As Gordon Gekko might say nowadays: Green is good.
The influx of condos is forcing developers to come up with new ways to move their units. The latest marketing tool? Go green.
At 515 Fifth Ave., a condominium at the corner of 13th Street that is still under construction, developers are already championing a structure being built out of environmentally safe materials. They tout eco-friendly features like roof plantings (not a roof garden, but a bona-fide “green roof”) and two outdoor courtyards to add more trees and plants. They hand out a rendering that makes the building look positively luminous.
“We are committed to green as a business,” said Joanna Frank, a co-partner in Bright City Development, the Slope-based real-estate company she founded with Aida Stoddard. The goal is to not only create family-sized units (the return of the long-lost three-bedroom apartment!), but do it in an environmentally sensitive way.
“It’s not just the business, though,” Frank said. “But also the way we live our lives every day.”

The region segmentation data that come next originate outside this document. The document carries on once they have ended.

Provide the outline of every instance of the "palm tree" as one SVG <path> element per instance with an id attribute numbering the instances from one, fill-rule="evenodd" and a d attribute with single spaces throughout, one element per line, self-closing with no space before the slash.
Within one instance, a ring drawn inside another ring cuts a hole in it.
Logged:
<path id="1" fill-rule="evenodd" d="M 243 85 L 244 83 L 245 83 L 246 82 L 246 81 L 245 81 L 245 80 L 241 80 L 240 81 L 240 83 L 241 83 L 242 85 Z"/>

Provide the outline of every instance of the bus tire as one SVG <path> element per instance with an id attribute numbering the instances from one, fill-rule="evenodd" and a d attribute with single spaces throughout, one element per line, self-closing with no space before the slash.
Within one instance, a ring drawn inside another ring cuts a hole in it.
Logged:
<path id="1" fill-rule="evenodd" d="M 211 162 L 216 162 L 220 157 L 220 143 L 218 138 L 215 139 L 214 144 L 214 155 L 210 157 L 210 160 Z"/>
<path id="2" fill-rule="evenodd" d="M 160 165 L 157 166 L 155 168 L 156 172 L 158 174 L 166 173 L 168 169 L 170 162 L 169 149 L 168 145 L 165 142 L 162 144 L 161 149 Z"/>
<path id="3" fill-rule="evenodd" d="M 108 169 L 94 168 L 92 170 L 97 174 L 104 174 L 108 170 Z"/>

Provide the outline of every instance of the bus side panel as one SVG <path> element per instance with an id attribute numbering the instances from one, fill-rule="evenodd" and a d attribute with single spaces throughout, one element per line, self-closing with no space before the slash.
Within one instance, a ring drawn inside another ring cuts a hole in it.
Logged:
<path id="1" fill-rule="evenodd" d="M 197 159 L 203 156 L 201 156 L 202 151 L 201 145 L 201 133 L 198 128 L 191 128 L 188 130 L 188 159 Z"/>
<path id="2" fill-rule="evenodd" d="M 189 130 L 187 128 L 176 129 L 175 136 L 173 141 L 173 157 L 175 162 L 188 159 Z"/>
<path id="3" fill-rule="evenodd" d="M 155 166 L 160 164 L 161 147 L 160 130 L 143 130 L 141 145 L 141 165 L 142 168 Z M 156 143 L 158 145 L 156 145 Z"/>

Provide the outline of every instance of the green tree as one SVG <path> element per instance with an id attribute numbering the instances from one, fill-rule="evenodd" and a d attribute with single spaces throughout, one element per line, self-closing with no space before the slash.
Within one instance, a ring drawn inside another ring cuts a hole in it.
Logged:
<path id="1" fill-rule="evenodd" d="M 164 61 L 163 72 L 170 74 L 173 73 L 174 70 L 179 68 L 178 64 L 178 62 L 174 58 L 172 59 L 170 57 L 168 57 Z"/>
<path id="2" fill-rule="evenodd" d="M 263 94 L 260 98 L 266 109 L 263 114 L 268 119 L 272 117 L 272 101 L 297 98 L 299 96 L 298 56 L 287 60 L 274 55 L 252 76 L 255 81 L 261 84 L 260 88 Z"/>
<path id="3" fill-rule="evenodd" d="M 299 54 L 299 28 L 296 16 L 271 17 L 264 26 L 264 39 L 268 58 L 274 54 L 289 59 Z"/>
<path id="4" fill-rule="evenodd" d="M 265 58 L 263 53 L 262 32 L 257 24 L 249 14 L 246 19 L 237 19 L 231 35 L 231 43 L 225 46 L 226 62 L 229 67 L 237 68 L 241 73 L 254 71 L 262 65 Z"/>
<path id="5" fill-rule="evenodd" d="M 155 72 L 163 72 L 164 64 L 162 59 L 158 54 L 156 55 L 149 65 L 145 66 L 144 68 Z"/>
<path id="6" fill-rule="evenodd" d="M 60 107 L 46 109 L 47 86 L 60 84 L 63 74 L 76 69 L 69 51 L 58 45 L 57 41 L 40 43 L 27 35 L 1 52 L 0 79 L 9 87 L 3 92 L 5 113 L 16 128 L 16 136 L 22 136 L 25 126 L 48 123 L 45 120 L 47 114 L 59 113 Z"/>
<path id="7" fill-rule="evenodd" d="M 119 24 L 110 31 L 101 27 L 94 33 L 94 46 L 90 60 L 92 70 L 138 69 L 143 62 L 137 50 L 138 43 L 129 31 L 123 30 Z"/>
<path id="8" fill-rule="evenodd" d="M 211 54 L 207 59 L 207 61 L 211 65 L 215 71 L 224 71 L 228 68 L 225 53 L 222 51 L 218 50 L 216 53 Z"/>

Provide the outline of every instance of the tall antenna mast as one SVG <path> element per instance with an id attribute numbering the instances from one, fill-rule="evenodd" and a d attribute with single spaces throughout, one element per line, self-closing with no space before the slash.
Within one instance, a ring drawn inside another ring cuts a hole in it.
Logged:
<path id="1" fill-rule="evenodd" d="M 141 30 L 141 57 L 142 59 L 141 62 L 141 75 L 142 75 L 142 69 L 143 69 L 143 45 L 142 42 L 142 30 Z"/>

Sustainability is the buzz word today (besides “good school district” or “low maintenance”). It’s achieved, Frank said, by lowering heating and cooling costs thanks to that green roof, buying energy-efficient appliances, using bathroom fixtures that conserve water, building cabinetry out of natural or untreated wood, recycled materials or renewable sources like bamboo.
“This is the future of building,” said Stoddard, “and we have had an overwhelmingly positive response.”
Fifty-eight people flocked to the building’s open house on Sunday (Earth Day, in case you missed the connection).
“Sales are hot,” said William Hendrickson of Aguayo & Huebener, the real-estate company that is handling the condominium offering. “People really like the green [component] and the fact that the developers really thought about this building.”
It looks like this green building will get the developers what they are also after: some green of their own.